Giorni fa il principale azionista, lo Stato-Regione della Bassa Sassonia, ha affermato che i problemi possono essere risolti. E così “la volontà di intervenire per rafforzare il capitale con un investimento pari a 1,2 miliardi da parte delle casse di risparmio azioniste apre la strada al Land, che a sua volta si dichiara disposto a una iniezione di capitale pari a 1,5 miliardi”.
Ovviamente, ci vuole l’ok della Commissione europea, in questo caso più probabile in quanto gli azionisti sono già tutti pubblici e, dunque, “non si tratta di un bail-out con intervento esterno dello Stato”, spiega il Sole.
Germania vuole un suo fondo sovrano. Italia che fa?
Ma mentre la Francia e la Germania tutelano le loro industrie, l’Italia cosa fa? La Cassa depositi e prestiti potrebbe essere considerata una sorta di fondo sovrano?

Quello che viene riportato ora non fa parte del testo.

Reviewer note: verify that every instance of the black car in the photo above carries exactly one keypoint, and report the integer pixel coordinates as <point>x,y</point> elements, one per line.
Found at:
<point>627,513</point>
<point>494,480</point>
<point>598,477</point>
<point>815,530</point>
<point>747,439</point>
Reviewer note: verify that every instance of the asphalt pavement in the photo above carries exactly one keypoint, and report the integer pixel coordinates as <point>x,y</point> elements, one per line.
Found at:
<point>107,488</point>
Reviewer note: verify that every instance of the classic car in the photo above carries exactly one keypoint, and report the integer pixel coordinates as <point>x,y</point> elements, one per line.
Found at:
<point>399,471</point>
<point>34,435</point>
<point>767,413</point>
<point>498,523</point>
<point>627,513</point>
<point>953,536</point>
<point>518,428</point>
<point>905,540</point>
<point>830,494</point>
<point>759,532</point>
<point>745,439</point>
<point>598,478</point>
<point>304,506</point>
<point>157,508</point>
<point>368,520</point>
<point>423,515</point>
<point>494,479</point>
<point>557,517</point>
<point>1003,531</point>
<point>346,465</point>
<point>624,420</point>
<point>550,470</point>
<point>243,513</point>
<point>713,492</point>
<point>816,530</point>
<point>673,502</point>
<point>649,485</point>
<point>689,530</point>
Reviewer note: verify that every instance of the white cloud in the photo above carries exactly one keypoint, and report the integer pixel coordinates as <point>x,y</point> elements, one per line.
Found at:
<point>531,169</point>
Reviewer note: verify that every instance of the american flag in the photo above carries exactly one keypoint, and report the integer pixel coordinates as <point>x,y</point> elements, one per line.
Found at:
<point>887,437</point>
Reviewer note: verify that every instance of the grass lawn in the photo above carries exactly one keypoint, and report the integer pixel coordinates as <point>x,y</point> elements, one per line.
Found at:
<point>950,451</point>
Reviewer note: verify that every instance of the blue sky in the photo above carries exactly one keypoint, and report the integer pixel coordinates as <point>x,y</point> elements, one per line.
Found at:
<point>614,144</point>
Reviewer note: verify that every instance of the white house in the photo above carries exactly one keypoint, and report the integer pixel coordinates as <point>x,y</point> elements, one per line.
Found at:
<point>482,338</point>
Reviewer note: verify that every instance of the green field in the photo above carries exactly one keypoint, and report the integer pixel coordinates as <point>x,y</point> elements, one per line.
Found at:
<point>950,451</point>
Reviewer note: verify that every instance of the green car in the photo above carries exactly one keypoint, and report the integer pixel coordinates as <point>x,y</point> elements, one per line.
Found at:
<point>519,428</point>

Illuminante un articolo del Linkiesta.it del 28 luglio scorso: “Cassa Depositi e Prestiti, ecco perché è l’unica arma in mano a Di Maio (e perché non può usarla)”.
Nell’articolo viene messo in evidenza che “l’idea di fondo (del vicepremier Luigi Di Maio e del M5S sulla Cassa depositi e prestiti) è farne una sorta di banca pubblica d’investimento o fondo sovrano, con lo scopo di riportare lo stato nel mercato, la mano pubblica nell’industria e nei servizi, avviando così una nuova ondata di nazionalizzazioni. Il vero progetto, anche in questo campo, è invertire il percorso degli anni Novanta, quello che ha agganciato l’Italia alla globalizzazione e all’euro”.
“Per usare la Cassa allo scopo di risolvere crisi industriali, il governo dovrebbe estromettere le fondazioni o convincerle obtorto collo ad accettare una modifica. Ma il loro gran capo Giuseppe Guzzetti, è stato chiarissimo: «Se si vogliono fare cose strane, come si è tentato per Alitalia, ci opporremo in tutti i modi. Il risparmio degli italiani non si può mettere a rischio. Ricordo che da statuto abbiamo il voto di blocco e, se non bastasse, lo strumento del recesso». Se le fondazioni mollano, la Cdp torna tutta di stato aumentando così il debito pubblico”.
“L’ostacolo – si chiede Linkiesta – può essere aggirato creando una banca d’investimento, una Mediobanca di stato? Bisognerebbe tirar fuori un bel pacco di miliardi e dotare il nuovo soggetto del patrimonio necessario a rispettare i requisiti stabiliti dalla Bce che a quel punto eserciterebbe la sua funzione di vigilanza anche sulla Cdp. Una circostanza che non piace certo né a Di Maio né a Salvini“.
Linkiesta ricorda che “la Cdp, in un anno, ha dato all’economia italiana tra interventi diretti e indiretti trenta miliardi che hanno attivato investimenti per altri venti. Niente male, ma una goccia nel mare dei sogni giallo-verdi. Può fare di più? Forse, però deve avere più capitale, ricorrendo non al Tesoro, ma all’odiato mercato”.